The E-Coli Test for AI Alignment
Let’s say you have an idea in mind for how to align an AI with human values.
Go prep a slide with some e-coli, put it under a microscope, and zoom in until you can see four or five cells. Your mission: satisfy the values of those particular e-coli. In particular, walk through whatever method you have in mind for AI alignment. You get to play the role of the AI; with your sophisticated brain, massive computing power, and large-scale resources, hopefully you can satisfy the values of a few simple e-coli cells.
Perhaps you say “this is simple, they just want to maximize reproduction rate.” Ah, but that’s not quite right. That’s optimizing for the goals of the process of evolution, not optimizing for the goals of the godshatter itself. The e-coli has some frozen-in values which have evolved to approximate evolutionary fitness maximization in some environments; your job is optimize for the frozen-in approximation, even in new environments. After all, we don’t want a strong AI optimizing for the reproductive fitness of humans—we want it optimizing for humans’ own values.
On the other hand, perhaps you say “these cells don’t have any consistent values, they’re just executing a few simple hardcoded algorithms.” Well, you know what else doesn’t have consistent values? Humans. Better be able to deal with that somehow.

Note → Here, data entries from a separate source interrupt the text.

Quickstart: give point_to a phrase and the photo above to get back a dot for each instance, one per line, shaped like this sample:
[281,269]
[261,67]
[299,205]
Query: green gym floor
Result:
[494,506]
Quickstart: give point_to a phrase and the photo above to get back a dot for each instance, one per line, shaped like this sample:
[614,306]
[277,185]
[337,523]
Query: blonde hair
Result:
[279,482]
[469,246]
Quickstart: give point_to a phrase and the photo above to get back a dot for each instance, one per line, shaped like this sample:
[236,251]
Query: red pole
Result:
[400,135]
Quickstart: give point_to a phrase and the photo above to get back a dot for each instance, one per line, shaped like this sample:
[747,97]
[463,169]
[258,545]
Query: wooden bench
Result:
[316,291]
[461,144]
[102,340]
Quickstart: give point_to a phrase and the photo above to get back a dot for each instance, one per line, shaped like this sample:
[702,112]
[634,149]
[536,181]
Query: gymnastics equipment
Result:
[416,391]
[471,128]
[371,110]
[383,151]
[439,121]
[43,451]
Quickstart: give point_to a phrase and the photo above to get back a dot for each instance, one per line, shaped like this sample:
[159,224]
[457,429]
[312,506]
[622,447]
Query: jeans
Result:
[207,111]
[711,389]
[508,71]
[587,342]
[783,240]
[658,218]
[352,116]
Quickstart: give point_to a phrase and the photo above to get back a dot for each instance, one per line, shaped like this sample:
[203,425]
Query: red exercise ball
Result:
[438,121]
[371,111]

Perhaps you say “these cells are too simple, they can’t learn/reflect/etc.” Well, chances are humans will have the same issue once the computational burden gets large enough.
This is the problem of AI alignment: we need to both define and optimize for the values of things with limited computational resources and inconsistent values. To see the problem from the AI’s point of view, look through a microscope.